この度は、夏の体験入学に参加させていただき誠にありがとうございました。
 学部の1年から4年の方、大学院の人、また高専の方など様々な所属の方が参加しており、研究所の先生方はもちろんのこと、そのような同じ参加者の方たちからも多くの考えや研究分野の話を聞き、見分を広げることが出来ました。
 核融合という言葉に惹かれての参加でしたが、初日の施設見学にて拝見させていただいたVR、スーパーコンピューター雷神、そして大型ヘリカル装置を通し、一つの大きなテーマについての研究でも多くの技術の積み重ねで進められていることが実感できました。 加え、今まで高校や大学での講義において理論のレベルまでしか知らなかったものを、現実で実現しようとしたときにどのような装置が必要で、それがどのくらいの規模のものなのかを実際に目で確かめられたことは、私にとって非常に大きな経験となったと感じます。

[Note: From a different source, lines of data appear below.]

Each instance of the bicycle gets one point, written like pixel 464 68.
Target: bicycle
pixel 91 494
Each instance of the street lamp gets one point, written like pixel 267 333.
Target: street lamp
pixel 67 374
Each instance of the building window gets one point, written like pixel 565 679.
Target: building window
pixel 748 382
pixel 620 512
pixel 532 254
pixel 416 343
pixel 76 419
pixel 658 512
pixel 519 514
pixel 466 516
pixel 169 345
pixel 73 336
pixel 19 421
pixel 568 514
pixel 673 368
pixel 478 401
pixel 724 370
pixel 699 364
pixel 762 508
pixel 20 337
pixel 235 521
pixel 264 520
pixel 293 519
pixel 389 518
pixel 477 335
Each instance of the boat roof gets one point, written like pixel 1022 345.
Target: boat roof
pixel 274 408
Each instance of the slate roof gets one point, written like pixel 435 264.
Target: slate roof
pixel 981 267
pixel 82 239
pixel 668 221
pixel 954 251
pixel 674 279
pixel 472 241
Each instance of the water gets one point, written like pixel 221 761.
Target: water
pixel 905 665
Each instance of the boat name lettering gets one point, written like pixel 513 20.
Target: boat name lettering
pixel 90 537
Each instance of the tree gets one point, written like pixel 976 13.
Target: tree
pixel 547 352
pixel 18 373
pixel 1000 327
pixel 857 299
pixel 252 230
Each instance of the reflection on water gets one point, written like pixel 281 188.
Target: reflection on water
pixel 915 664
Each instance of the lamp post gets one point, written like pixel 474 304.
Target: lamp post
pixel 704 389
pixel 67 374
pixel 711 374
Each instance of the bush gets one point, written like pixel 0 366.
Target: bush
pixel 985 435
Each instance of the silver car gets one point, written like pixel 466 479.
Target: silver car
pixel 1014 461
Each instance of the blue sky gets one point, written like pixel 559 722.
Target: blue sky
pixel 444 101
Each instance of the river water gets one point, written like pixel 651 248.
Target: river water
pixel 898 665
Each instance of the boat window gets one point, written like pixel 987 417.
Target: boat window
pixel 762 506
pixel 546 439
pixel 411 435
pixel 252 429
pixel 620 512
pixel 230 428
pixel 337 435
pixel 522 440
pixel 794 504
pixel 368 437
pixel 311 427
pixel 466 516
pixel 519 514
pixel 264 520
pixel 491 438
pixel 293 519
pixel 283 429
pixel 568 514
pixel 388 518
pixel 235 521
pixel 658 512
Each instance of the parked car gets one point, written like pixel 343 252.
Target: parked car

 私の参加した課題は,「プラズマ電位計測のための重イオンビームプローブ装置の開発」という題で、大型ヘリカル装置(LHD)内のプラズマの電位分布や電位の揺らぎを調べるための装置である、重イオンビームプローブ(HIBP)の一部を実際に使用し、金の負イオンをビームとして投射した際の、磁場から受ける力と質量との関係からそのビーム種が本当に金かどうかを判定する作業と、ビーム経路と水平に設置された電極に電圧をかけたときのビームの偏向度合から、最適な経路を見つけるという作業を行いました。 制御室にて装置の設定値を操作しながらデータを取る作業はとても楽しかったと同時に、はっきりとした手順を組んでから実行することの大切さを学べました。
 この課題を通し、私の得られたものの中で最も大きいと感じることは,「研究というレベルの高い現場においても、基本的な知識と計算は大学、さらに言えば高校などの教育からの積み重ねであり、これらの基礎を固めることが大切である」と身に染みて実感できたことです。
さらに、最終日にはそれぞれの班ごとの課題の成果を発表する場がありましたが、それまで私には、一つのテーマについて班として取り組み、発表を行った経験がほとんどなかった為、PowerPointでの資料作製も、初めはなかなか進みませんでした。 そんな中でも、内容の伝わりやすい資料の作り方を、担当の先生方が丁寧に教えてくださったことで、社会にも通ずる技術を学べたと感じます。
 今回の体験入学では、核融合研究所のことを良く知ることが出来たと同時に、様々な知識や経験を得ることが出来たと思います。 五日間、本当にお世話になりました。